Over the decades, social enterprises (SEs) have gained increased recognition for their ability to bring about fair and equitable social transformations. Their unique models provide an additional mode of engagement for individuals and institutions interested in addressing social issues.
Social enterprises (SEs) take the form of a non-profit or for-profit and vary in size and structure but what unites all SEs is their business approach to social change. Instead of maximizing profits, SEs apply market practices to maximizing impact and strive to optimize finances in support of their social or environmental missions. SEs form an integral role in a larger social innovation sector -- they act as on-the-ground implementers of social solutions.
Early social entrepreneurs in Asia tended to be foreigners or returning patriates, but homegrown Asian social entrepreneurs are now more common. Some of the world's largest and most well known SEs, like Grameen Bank and BRAC Enterprises, got their start in Asia.

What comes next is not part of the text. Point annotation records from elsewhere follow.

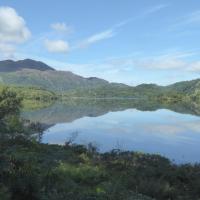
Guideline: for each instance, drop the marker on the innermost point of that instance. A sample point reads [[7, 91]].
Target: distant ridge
[[13, 66]]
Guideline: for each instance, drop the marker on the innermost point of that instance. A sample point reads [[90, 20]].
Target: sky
[[127, 41]]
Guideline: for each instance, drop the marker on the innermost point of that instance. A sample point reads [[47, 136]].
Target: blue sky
[[129, 41]]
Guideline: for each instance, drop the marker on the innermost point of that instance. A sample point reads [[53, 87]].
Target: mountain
[[13, 66], [30, 73], [34, 73]]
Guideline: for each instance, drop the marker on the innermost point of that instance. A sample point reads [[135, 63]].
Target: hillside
[[30, 73], [13, 66]]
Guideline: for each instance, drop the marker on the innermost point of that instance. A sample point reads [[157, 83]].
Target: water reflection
[[128, 125]]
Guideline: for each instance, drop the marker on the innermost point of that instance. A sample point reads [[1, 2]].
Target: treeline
[[30, 170]]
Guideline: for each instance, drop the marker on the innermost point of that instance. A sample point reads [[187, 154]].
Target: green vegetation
[[30, 170]]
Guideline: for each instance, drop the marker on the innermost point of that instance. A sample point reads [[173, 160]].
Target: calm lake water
[[173, 132]]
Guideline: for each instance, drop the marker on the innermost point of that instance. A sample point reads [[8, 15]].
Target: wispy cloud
[[13, 31], [154, 9], [106, 34], [192, 18], [57, 46], [111, 32], [62, 27]]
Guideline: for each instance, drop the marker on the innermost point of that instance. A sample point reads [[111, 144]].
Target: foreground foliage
[[30, 170]]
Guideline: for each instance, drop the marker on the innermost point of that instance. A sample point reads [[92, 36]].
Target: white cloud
[[13, 31], [57, 46], [62, 27], [12, 26], [7, 50], [155, 9], [96, 38]]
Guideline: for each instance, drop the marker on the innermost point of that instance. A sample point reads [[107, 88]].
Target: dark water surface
[[169, 130]]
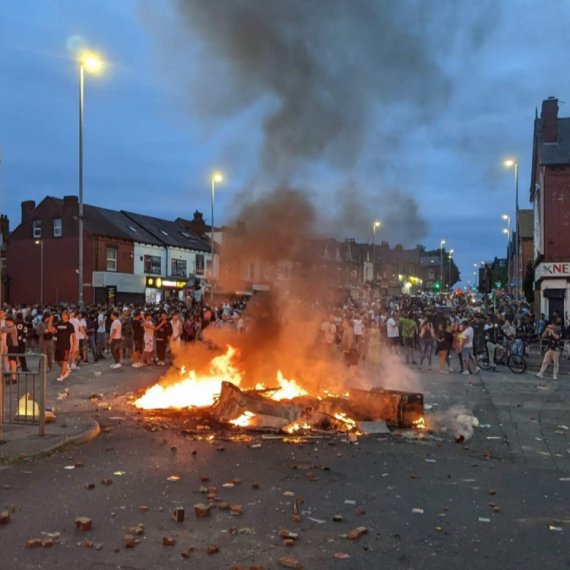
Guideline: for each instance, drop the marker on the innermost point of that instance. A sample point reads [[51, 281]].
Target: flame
[[193, 390], [244, 420], [419, 424]]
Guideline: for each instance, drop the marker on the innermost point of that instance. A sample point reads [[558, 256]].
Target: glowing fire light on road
[[195, 390]]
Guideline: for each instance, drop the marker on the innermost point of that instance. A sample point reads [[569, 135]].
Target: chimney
[[549, 116], [28, 208], [70, 206]]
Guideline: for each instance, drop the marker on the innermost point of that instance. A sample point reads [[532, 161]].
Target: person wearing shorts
[[65, 332]]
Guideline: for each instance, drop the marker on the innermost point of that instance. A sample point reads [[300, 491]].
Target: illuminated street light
[[93, 64]]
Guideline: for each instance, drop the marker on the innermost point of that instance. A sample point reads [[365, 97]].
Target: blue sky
[[155, 125]]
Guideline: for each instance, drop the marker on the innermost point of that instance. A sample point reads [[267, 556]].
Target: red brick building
[[550, 196]]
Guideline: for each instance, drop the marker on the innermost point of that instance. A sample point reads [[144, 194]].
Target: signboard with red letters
[[552, 270]]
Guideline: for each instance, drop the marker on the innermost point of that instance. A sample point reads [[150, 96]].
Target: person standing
[[9, 329], [65, 332], [176, 338], [115, 337], [444, 340], [22, 328], [551, 335], [127, 333], [46, 331], [427, 336]]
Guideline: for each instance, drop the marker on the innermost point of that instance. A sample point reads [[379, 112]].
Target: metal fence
[[23, 392], [534, 353]]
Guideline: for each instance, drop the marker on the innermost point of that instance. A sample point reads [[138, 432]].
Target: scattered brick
[[83, 523], [178, 514], [357, 533], [287, 534], [201, 510], [287, 562]]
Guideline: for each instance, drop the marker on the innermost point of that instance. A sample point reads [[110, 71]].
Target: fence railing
[[23, 392], [534, 353]]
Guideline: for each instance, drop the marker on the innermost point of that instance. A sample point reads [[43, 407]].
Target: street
[[492, 501]]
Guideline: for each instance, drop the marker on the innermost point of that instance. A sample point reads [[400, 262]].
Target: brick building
[[120, 251], [550, 196]]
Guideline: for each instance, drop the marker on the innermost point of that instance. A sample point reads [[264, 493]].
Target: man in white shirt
[[467, 348], [115, 339], [393, 333]]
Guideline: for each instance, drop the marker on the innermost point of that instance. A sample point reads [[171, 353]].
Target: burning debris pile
[[287, 407]]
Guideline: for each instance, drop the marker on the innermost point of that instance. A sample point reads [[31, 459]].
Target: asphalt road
[[519, 471]]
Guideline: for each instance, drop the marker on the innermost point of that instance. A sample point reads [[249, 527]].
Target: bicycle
[[515, 362]]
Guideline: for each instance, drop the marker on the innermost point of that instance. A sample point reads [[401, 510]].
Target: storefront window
[[152, 264], [178, 268]]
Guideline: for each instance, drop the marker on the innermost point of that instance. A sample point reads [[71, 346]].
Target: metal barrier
[[534, 354], [23, 393]]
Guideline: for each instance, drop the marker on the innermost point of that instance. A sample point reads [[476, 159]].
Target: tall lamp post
[[508, 232], [216, 177], [40, 242], [374, 226], [514, 163], [441, 244], [93, 64]]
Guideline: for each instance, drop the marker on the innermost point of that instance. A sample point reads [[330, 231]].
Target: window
[[37, 229], [152, 264], [178, 267], [111, 259]]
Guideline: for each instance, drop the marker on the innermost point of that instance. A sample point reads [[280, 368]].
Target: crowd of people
[[144, 335], [420, 329], [416, 328]]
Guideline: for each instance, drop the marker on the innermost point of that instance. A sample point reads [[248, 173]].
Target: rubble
[[288, 562], [83, 523]]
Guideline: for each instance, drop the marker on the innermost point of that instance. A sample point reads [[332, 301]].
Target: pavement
[[497, 500]]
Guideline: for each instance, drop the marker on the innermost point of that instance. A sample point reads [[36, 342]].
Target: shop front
[[552, 287], [160, 289], [111, 288]]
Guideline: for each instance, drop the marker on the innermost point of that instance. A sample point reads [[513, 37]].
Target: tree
[[450, 270]]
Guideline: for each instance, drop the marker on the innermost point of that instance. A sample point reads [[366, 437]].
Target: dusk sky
[[399, 111]]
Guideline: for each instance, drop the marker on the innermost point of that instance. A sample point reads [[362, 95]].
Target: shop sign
[[549, 270]]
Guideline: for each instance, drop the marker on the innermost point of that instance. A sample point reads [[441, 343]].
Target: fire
[[419, 424], [195, 390], [244, 420]]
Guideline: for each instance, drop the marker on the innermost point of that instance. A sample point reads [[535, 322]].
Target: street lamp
[[40, 242], [93, 64], [375, 225], [216, 177], [441, 244], [509, 163]]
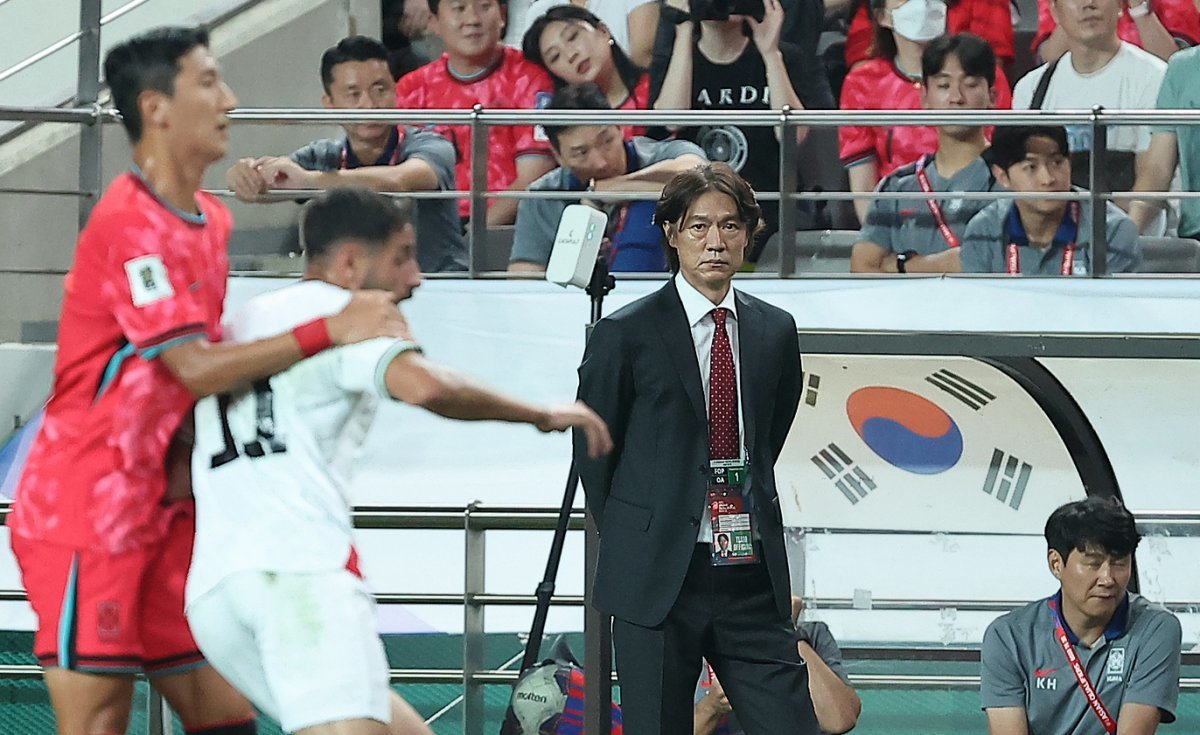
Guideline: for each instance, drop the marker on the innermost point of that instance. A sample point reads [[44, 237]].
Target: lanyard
[[1085, 683], [935, 208], [1013, 256], [391, 161]]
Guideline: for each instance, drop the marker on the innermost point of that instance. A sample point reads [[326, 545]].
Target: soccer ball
[[539, 698]]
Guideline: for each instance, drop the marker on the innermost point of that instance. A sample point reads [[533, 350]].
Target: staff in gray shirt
[[1127, 650], [375, 155], [1041, 237]]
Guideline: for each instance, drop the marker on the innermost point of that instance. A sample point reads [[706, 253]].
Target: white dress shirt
[[699, 311]]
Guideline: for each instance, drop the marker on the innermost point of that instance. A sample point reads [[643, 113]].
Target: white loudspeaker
[[576, 245]]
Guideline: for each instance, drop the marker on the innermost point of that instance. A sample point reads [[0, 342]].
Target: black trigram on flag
[[1007, 478], [976, 396], [853, 483], [810, 393]]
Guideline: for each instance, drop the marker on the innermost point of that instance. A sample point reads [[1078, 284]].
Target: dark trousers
[[729, 616]]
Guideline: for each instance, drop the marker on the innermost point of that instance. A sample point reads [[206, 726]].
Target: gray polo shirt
[[538, 219], [822, 641], [903, 225], [1137, 661], [988, 234], [441, 246]]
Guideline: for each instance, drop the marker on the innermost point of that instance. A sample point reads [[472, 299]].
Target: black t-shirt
[[751, 150]]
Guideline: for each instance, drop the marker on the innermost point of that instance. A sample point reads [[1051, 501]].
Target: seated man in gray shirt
[[834, 699], [597, 157], [901, 235], [1092, 658], [379, 156], [1041, 237]]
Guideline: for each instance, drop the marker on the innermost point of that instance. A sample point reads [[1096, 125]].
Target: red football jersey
[[514, 83], [145, 276], [1179, 17], [879, 84], [639, 99]]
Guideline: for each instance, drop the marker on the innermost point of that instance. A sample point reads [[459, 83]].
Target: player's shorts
[[103, 613], [301, 646]]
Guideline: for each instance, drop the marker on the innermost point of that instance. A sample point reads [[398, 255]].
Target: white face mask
[[919, 19]]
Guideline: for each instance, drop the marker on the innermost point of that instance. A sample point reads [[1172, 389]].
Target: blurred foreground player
[[103, 547], [275, 596]]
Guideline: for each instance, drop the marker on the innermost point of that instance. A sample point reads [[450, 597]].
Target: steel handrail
[[67, 41], [687, 118]]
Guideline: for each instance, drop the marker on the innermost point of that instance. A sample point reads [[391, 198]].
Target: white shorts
[[303, 647]]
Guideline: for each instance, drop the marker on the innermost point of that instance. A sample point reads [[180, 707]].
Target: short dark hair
[[1097, 521], [972, 52], [531, 45], [685, 187], [351, 213], [148, 61], [435, 4], [1011, 143], [574, 96], [352, 48]]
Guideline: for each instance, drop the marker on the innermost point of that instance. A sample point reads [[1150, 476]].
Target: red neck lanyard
[[1085, 683], [1013, 256], [391, 161], [935, 208]]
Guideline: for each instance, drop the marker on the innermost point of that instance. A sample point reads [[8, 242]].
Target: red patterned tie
[[723, 394]]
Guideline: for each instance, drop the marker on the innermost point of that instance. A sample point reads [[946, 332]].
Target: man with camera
[[737, 61]]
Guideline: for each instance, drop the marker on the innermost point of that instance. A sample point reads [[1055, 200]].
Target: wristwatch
[[903, 257], [673, 16]]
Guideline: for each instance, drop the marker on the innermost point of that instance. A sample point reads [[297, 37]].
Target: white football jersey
[[273, 461]]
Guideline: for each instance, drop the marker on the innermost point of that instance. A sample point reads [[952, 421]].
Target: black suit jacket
[[640, 374]]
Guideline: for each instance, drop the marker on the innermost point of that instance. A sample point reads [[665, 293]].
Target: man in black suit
[[699, 416]]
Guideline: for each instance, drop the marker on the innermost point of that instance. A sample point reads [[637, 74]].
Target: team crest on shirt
[[108, 620], [1115, 668], [148, 280]]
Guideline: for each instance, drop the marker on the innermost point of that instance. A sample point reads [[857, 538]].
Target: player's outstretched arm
[[447, 392], [209, 368]]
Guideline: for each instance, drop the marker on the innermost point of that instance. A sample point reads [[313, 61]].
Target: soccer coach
[[699, 383]]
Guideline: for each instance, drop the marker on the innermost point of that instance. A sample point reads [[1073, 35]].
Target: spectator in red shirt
[[989, 19], [891, 79], [1161, 27], [477, 70], [576, 47]]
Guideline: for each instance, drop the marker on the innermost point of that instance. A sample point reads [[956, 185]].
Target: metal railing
[[479, 120]]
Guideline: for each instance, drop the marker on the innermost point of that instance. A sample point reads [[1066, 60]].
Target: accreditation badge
[[731, 518]]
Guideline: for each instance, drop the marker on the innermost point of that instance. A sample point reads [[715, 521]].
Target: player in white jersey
[[274, 595]]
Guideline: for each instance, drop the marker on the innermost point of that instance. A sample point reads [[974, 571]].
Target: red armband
[[312, 336]]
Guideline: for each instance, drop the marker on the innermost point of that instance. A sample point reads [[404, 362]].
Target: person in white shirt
[[1097, 69], [274, 595]]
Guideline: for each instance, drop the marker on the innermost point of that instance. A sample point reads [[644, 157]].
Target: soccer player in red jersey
[[478, 70], [103, 547]]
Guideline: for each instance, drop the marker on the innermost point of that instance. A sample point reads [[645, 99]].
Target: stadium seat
[[816, 251], [1170, 255]]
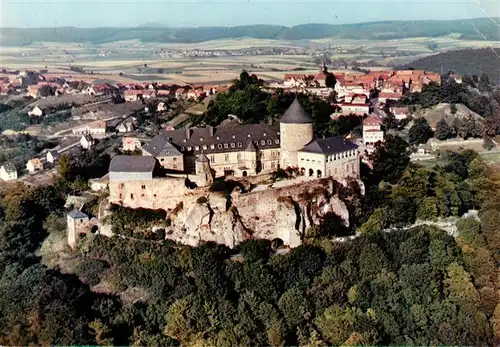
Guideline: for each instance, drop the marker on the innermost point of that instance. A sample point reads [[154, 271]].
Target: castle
[[251, 149], [175, 160]]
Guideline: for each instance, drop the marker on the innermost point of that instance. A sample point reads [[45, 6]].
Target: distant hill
[[467, 29], [464, 62]]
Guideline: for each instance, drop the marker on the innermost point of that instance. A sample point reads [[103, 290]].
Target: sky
[[196, 13]]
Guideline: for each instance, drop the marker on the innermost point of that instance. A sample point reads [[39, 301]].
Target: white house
[[36, 111], [34, 165], [87, 141], [372, 133], [52, 156], [8, 172]]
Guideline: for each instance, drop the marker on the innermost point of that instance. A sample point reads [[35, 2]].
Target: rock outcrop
[[284, 213]]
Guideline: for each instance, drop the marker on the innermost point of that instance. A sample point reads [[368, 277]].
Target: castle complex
[[157, 178]]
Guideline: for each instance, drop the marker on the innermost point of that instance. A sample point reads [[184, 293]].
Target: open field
[[168, 62]]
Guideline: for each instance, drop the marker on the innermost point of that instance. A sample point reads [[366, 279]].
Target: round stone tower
[[296, 131]]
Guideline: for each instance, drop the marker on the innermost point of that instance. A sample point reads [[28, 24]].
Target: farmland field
[[133, 60]]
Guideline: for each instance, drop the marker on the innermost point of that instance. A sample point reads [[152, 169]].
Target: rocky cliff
[[284, 213]]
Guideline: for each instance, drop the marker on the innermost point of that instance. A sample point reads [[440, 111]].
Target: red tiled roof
[[371, 120]]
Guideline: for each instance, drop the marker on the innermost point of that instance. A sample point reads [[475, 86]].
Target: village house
[[162, 107], [356, 109], [36, 112], [8, 172], [383, 97], [34, 165], [133, 95], [95, 128], [125, 127], [400, 112], [86, 141], [162, 92], [131, 144], [52, 156], [372, 132]]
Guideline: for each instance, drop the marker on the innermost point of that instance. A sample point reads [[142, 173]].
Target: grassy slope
[[374, 30], [465, 61]]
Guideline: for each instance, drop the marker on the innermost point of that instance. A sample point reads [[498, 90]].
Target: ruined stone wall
[[164, 193]]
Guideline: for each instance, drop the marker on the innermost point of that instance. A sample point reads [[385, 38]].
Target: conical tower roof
[[296, 114]]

It is difficult to state the number of SEs there are in Asia since SEs are so diverse in their nature and scope of activities. Because of the relatively recent introduction of the term, many organizations may not even self-identify as a social enterprise even though they function as one.
As Asia continues to undergo drastic social, demographic, and economic changes, SEs can play a role to ensure that future Asian growth is inclusive and sustainable. SEs reach underserved communities, linking them to products and services that enhance their quality of life and income generation ability. However, a number of issues must be addressed before SEs can become a part of mainstream Asian economies and societies.